Meaning of life - to me changes as I understand reality better. That’s all. My meaning may not be your meaning. I don’t see why this isn’t a personal subjective question. This seems very obvious to me.

Where am I going? - I’m going down a path that I am choosing for myself in reaction to what I’ve learned about myself and what I expect to come up in the future. I believe that is what we are all doing.

What “no about life’s mysteries” are you talking about? Really don’t know what you’re referencing here.

Atheists can be pinned down about individual questions about themselves. You just have to ask. But as a group - this was addressed earlier.
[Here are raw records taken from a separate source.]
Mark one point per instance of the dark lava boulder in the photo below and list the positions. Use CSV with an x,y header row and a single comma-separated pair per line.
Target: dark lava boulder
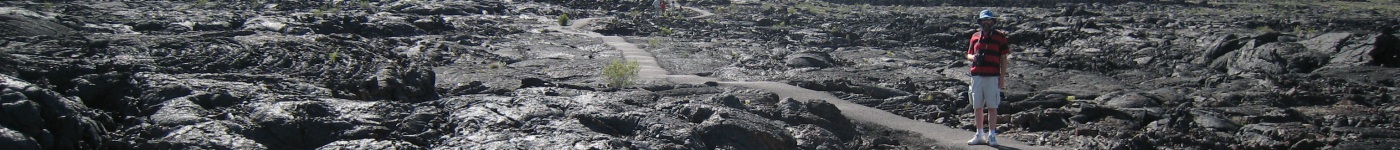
x,y
1127,100
13,139
46,118
1353,49
1273,58
23,23
370,145
809,59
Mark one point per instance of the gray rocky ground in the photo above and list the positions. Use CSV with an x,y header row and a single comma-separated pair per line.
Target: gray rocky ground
x,y
493,73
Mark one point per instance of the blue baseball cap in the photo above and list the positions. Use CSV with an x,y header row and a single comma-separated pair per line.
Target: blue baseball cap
x,y
986,14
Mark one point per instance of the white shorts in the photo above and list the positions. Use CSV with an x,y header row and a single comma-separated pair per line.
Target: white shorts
x,y
984,91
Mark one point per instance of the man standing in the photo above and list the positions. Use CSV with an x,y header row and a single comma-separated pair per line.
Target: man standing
x,y
989,67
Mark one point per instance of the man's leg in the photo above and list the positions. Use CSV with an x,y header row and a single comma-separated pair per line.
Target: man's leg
x,y
977,118
993,103
976,94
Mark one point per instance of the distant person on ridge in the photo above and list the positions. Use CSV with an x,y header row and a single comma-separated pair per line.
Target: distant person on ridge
x,y
661,4
987,53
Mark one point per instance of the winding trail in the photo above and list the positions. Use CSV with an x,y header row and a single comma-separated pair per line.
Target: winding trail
x,y
650,70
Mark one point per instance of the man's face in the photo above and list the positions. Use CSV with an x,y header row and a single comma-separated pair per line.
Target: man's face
x,y
987,23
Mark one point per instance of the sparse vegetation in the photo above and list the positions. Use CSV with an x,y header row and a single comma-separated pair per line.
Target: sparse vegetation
x,y
48,6
563,20
664,30
1264,30
496,65
335,56
620,73
654,42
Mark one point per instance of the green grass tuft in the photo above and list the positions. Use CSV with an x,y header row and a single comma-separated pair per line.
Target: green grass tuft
x,y
563,20
620,73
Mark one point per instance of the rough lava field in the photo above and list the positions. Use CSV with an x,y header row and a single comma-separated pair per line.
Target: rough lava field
x,y
735,75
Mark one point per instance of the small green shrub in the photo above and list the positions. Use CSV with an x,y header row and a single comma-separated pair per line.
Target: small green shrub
x,y
1264,30
654,42
664,30
496,65
49,6
620,73
563,20
335,55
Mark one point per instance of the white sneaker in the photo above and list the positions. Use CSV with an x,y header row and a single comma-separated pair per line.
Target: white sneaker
x,y
976,139
991,139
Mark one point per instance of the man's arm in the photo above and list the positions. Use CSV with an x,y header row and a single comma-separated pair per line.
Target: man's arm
x,y
1001,80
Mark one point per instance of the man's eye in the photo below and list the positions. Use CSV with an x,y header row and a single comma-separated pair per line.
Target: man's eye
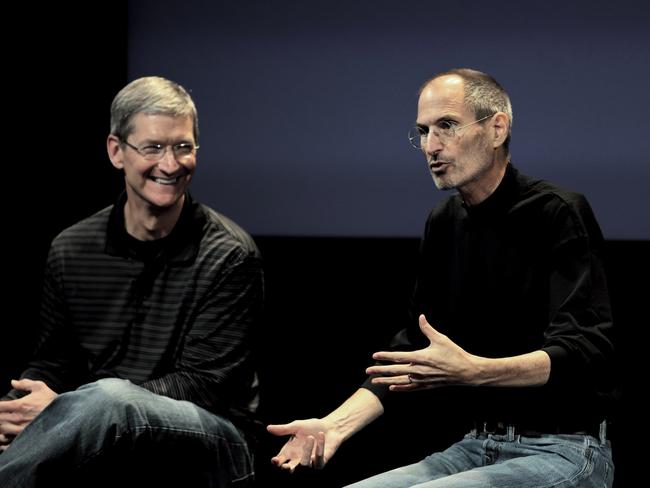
x,y
183,148
446,124
151,149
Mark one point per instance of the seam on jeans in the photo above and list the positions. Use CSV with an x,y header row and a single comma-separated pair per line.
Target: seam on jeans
x,y
197,433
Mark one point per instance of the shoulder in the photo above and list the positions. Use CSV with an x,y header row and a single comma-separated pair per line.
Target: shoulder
x,y
88,232
225,235
557,206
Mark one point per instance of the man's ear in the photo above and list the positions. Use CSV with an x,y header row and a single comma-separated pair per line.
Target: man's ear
x,y
501,124
115,151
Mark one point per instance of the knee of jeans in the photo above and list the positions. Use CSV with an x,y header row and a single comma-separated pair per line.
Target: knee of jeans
x,y
112,395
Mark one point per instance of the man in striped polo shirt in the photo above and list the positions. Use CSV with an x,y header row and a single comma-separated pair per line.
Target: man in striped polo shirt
x,y
143,359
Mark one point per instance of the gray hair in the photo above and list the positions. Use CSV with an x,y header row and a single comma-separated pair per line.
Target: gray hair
x,y
151,95
483,95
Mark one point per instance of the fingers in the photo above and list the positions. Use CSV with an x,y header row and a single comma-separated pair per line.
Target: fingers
x,y
281,429
307,449
319,453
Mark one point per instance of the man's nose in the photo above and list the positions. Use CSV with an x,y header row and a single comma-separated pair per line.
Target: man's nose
x,y
168,162
432,144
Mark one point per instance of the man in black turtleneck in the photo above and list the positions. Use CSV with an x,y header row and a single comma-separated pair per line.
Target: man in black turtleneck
x,y
510,317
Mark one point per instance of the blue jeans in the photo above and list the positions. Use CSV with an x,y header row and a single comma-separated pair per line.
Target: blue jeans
x,y
507,461
113,433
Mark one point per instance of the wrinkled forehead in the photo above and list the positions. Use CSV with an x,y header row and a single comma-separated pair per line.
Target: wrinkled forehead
x,y
442,97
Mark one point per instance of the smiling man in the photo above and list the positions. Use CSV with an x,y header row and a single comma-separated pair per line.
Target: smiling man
x,y
510,330
143,363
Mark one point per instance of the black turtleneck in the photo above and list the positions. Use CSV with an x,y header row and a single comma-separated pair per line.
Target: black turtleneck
x,y
519,272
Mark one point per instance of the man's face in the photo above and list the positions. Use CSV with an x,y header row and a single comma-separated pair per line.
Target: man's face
x,y
158,184
460,161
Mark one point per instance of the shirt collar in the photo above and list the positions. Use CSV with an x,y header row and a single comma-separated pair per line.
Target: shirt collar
x,y
180,245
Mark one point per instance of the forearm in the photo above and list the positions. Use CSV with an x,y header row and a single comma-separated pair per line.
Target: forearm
x,y
355,413
531,369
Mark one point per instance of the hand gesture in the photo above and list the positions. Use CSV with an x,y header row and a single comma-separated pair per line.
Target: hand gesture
x,y
313,442
442,362
15,415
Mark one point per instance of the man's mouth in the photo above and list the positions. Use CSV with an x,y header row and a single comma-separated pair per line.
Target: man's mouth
x,y
437,165
164,181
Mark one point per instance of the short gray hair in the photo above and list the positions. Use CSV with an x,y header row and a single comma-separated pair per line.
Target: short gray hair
x,y
151,95
483,95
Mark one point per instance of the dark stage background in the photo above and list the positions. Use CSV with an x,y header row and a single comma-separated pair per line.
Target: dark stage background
x,y
332,299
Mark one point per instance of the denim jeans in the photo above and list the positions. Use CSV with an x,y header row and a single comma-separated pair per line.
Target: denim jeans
x,y
507,461
113,433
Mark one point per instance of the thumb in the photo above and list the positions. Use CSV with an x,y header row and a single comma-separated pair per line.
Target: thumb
x,y
24,384
426,328
281,429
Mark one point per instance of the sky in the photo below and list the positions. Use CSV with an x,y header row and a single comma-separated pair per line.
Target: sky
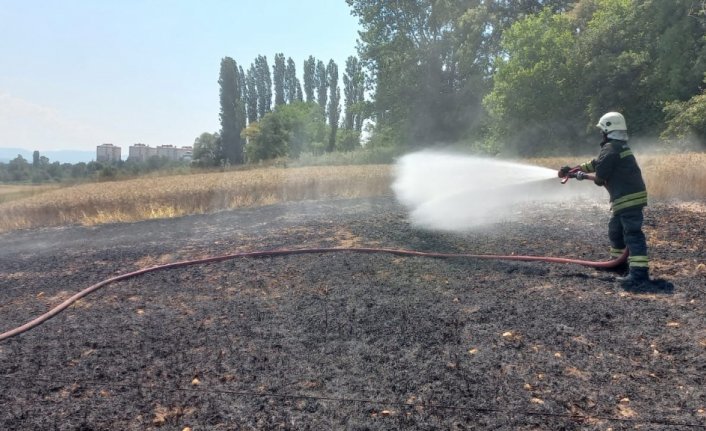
x,y
78,73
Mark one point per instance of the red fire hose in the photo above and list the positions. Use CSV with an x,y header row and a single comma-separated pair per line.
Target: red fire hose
x,y
255,254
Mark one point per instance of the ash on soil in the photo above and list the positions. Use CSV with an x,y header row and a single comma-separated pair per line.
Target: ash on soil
x,y
352,341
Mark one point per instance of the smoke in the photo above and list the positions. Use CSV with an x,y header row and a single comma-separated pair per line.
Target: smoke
x,y
456,193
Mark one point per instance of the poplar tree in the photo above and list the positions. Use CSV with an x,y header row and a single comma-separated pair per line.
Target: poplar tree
x,y
309,78
251,80
321,80
334,109
264,86
278,77
353,91
232,114
290,82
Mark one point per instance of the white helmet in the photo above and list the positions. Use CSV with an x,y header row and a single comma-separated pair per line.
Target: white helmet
x,y
612,121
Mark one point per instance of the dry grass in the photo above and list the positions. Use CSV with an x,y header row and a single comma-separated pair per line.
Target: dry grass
x,y
674,176
13,192
679,176
174,196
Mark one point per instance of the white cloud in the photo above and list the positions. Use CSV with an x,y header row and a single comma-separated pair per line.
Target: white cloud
x,y
28,125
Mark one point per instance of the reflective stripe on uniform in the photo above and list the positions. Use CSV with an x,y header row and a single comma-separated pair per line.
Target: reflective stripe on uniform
x,y
616,252
638,261
631,200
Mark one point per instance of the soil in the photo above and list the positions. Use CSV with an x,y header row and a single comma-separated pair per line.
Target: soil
x,y
353,341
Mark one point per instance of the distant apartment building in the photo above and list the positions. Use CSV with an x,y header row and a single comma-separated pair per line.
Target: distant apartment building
x,y
107,153
142,152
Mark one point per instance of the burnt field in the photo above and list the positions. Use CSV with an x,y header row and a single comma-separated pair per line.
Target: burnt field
x,y
353,341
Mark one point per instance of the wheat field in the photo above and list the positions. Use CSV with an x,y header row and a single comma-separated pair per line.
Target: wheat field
x,y
174,196
679,176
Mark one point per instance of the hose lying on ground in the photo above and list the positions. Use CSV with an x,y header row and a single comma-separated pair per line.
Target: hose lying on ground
x,y
255,254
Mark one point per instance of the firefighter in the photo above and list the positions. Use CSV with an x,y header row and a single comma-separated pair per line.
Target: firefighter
x,y
617,170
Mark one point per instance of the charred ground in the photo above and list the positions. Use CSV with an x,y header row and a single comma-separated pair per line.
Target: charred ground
x,y
352,341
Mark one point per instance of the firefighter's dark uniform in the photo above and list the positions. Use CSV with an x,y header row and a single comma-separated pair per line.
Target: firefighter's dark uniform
x,y
617,169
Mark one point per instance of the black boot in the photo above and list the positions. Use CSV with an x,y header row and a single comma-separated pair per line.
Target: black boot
x,y
635,278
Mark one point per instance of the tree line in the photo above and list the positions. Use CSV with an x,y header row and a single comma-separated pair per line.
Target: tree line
x,y
305,116
41,170
495,76
533,77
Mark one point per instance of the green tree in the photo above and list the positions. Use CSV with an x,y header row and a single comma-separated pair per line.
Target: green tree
x,y
321,79
264,86
309,78
279,73
251,94
686,121
207,149
533,101
287,131
353,92
19,169
334,108
290,82
232,112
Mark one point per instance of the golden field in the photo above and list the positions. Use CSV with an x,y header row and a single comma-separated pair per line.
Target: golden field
x,y
679,176
174,196
12,192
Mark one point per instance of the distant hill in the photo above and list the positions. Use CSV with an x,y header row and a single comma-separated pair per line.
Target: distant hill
x,y
61,156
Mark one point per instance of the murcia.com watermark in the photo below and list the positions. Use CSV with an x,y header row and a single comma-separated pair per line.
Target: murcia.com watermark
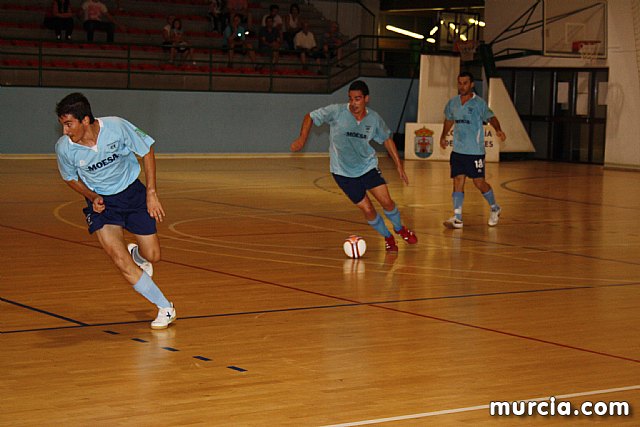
x,y
551,407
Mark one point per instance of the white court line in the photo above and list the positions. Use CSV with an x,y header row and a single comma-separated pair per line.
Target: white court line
x,y
479,407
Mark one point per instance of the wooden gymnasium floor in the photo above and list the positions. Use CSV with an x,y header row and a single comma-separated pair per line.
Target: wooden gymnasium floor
x,y
277,328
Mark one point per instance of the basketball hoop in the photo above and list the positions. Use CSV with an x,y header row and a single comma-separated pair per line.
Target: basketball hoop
x,y
588,50
467,49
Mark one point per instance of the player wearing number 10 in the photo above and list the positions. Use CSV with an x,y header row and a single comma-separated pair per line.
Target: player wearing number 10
x,y
468,112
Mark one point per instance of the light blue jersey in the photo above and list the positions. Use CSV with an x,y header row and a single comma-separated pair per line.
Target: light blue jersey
x,y
350,153
468,134
109,167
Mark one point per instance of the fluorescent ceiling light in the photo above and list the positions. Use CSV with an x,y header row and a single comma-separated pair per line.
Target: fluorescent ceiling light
x,y
404,32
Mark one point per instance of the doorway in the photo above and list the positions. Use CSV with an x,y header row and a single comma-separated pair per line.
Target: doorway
x,y
563,110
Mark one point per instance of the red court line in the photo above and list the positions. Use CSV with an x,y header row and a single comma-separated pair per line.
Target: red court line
x,y
425,316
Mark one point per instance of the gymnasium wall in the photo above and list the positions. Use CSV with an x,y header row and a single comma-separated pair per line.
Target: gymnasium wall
x,y
194,122
622,149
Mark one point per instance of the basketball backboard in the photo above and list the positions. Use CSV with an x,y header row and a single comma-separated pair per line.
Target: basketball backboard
x,y
572,28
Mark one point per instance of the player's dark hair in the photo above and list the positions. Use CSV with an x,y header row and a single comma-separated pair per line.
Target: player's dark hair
x,y
77,105
466,74
361,86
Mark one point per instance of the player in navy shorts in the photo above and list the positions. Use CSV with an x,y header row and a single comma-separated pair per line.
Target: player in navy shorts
x,y
469,112
97,159
353,161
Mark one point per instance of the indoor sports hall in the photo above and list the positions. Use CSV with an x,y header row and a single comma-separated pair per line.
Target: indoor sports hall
x,y
532,322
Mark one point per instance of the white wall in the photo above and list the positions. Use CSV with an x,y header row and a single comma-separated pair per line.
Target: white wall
x,y
622,147
194,122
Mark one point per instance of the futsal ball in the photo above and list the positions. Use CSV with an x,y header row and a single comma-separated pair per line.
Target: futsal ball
x,y
354,246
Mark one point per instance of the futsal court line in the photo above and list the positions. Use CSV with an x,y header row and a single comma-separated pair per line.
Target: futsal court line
x,y
348,300
47,313
194,239
535,250
306,263
505,185
481,407
292,309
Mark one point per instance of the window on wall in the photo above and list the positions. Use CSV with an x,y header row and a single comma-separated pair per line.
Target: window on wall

I wouldn’t say “it’s all unknowable”, just that we currently do not know up to a point. Science has made understand reality a lot clearer, just that there are areas that it can not study yet. That is where we can say, we don’t know yet. Key word, YET. Proposing a solution that is indistinguishable from just not there, is not an answer that is satisfactory for some people.
 
“It is the** spirit** that gives life, while the** flesh** is of no avail. The words I have spoken to you are spirit and life.” John 6:63

But a natural man does not accept the things of the Spirit of God, for they are foolishness to him; and he cannot understand them, because they are **spiritually **appraised. 1 Corinthians 2:14

For the** mind of the flesh** is death; but the mind of the Spirit is life and peace:
Romans 8:6

The flesh (Human Reason) is of no avail in trying to understand the** Supernatural** .
Ok those points appear to be related but are all taken from different conversations it appears. What I am asking for is for the full text that the original quote was taken from. Then I can understand the context. I don’t want to be accused of quote mining or taking a passage out of context.
 
No, no I don’t. It’s like not believing that someone ran into a fairy yesterday.
But a natural man does not accept the things of the Spirit of God, for they are foolishness to him; and he cannot understand them, because they are spiritually appraised. 1 Corinthians 2:14
 
Ok those points appear to be related but are all taken from different conversations it appears. What I am asking for is for the full text that the original quote was taken from. Then I can understand the context. I don’t want to be accused of quote mining or taking a passage out of context.
The context of that is… John 6 where Jesus is trying to explain why one must drink his blood, and eat his flesh… but it can only be understood in a Supernatural way.
 
But a natural man does not accept the things of the Spirit of God, for they are foolishness to him; and he cannot understand them, because they are spiritually appraised. 1 Corinthians 2:14
Either supernatural manifests in reality it some detectable way or it doesn’t. If it doesn’t it is no different than just not being there. How are people that are claiming that an event involved supernatural intervention able to show the difference between that event and an event that does not have supernatural intervention? It has to manifest in reality in some detectable way. Just stating that you believe that is only telling me that you believe that. I’m trying to communicate to you that is not enough for someone that did not witness the event as first person. Even if I did witness the event in first person that still does not mean that I am justified in concluding that event was supernatural in nature. I’d have to run some more tests to see what caused it. This type of arguement is the the pathway for sudomedicine and healing crystals and all that other such justification. Once we’ve learned how it works and that it works, the sudomedicine just becomes…medicine. Once we’ve learned how it works and that it works for the supernatural it just becomes…reality.
 
The context of that is… John 6 where Jesus is trying to explain why one must drink his blood, and eat his flesh… but it can only be understood in a Supernatural way.
OK to bible quotes: quoting the bible doesn’t really put any weight in an argument for me because it was biblical. Either the points stand on their own or they don’t.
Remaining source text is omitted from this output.